Colorado Liquor Retailer Gets Quick Payback From Low-Cost RFID Solution

By Claire Swedberg

Banana Belt self-installed a Truecount-designed system consisting of tags, readers, software and a printer-encoder.


Banana Belt Liquors keeps its prices low by buying liquor in bulk and storing it within a warehouse prior to selling the product at its adjacent retail store in Woodland Park, Colo., located approximately 18 miles north of Pikes Peak. Tracking the cases of product in the warehouse, however, is a major task that can lead to confusion regarding what is or is not in stock, since it is not feasible to conduct complete inventory counts on a frequent basis. Therefore, Banana Belt’s owner, Carla Clausen, has installed an RFID system that has eliminated the problem. Thanks to a solution supplied by Truecount, which the beverage company installed itself, Clausen says she now knows product is in the warehouse, and can conduct quick inventory checks to determine if that has changed at any given time.

Without an automated solution, Clausen says, she would print a spreadsheet and carry that around the warehouse, looking through product stacked from floor to ceiling, in order to see what she had on hand at that facility, as well as in the store. The process took many labor hours to complete, she notes.

To take inventory at Banana Belt’s warehouse, owner Carla Clausen uses a Motorola MC3190-Z handheld reader.

Clausen’s daughter, a computer science college student, had been reading about radio frequency identification and suggested the technology might solve the company’s inventory problem. She says she approached multiple RFID vendors and discovered that the available options were more expensive than the solution she sought.

When Clausen explained her challenge to Truecount, the company replied that it could provide a reader workstation for interrogating tags via a PC storing Truecount’s Essentials software package, as well as a handheld reader and passive EPC ultrahigh-frequency (UHF) RFID tags, to be affixed to cases of product.
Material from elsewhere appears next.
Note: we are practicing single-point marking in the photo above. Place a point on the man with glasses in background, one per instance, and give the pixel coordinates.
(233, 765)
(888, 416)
This simple solution would be low-cost, she explains, and could be expanded to the store over time.

Truecount shipped the products to Banana Belt in September 2013, and spoke with Clausen over the phone as she and her IT representative installed and began operating the standalone system. (Flying an employee from Truecount’s New Hampshire headquarters to Banana Belt’s Colorado facility would have added time and costs to the project.) Initially, Truecount encoded and printed the tags that it provided to Banana Belt. Clausen, however, says she quickly realized she needed to be able to print and encode tags onsite in order to keep up with the high volume of goods entering the warehouse each week. Truecount then sent her a Zebra Technologies RZ400 RFID label printer-encoder, which she began using in November.

With the technology in place, as cases of new product arrive at the warehouse, Clausen or her staff use the RZ400 device to print and encode RFID labels made with Alien Technology Squiggle tags, pairing each label’s unique ID number with data about that product stored in the Essentials software. Personnel then apply a label to each case and store it in the warehouse.

When Banana Belt needs to replenish stock on the store’s sales floor, personnel locate and remove the appropriate case from storage, says Zander Livingston, Truecount’s CEO and cofounder. The workers then read its tag using a Motorola Solutions MC3190-Z handheld reader with a Wi-Fi connection to the PC, or an FX7400 reader cabled to the PC at the RFID workstation provided by Truecount. In this way, the software is updated to indicate that the product is no longer in the warehouse and has been moved to the store.

To conduct periodic inventories, Clausen says she can select a specific product line to search for, or simply walk through the warehouse, reading tags on all products, to gain a complete inventory. That list can then be compared against the inventory she expects to have in the warehouse.

With the solution in place, Clausen reports, Banana Belt now has a much more accurate record of which products are on hand at any given time. If something is discovered to be missing, she adds, it is thus easier to determine when and how this occurred, since the inventory checks take place much more frequently.

The next phase of the deployment, which will take place during the next few years, will be to tag each individual bottle of liquor or wine so that Clausen can track goods on the sales floor. Clausen says she also intends to install a reader portal at the front door, in order to deter shoplifting by identifying when a customer walks out of the store with a case of liquor or wine he or she has not paid for. (Clerks would remove the tags at the point of sale.) In the future, she says, she may also apply a tag to each bottle of high-value liquor. In addition, the company plans to eventually install a reader at the point of sale, and to integrate the Essentials software with the company’s own POS software. In that way, the firm will be able to create an automated record as soon as each item is sold.

Currently, Clausen says, the technology’s benefit is simply knowing what she has in the warehouse on a regular basis. She likens the solution to a security system that requires some investment to install, but that offers cost benefits difficult to measure. Human error may still occur, she notes, since personnel have occasionally forgotten to read the tags prior to moving product from the warehouse to the store. However, she adds, “That’s just a matter of further training.”

Initially, Clausen says, 1,000 cases were tagged at the warehouse. Banana Belt has since ordered several thousand additional RFID labels.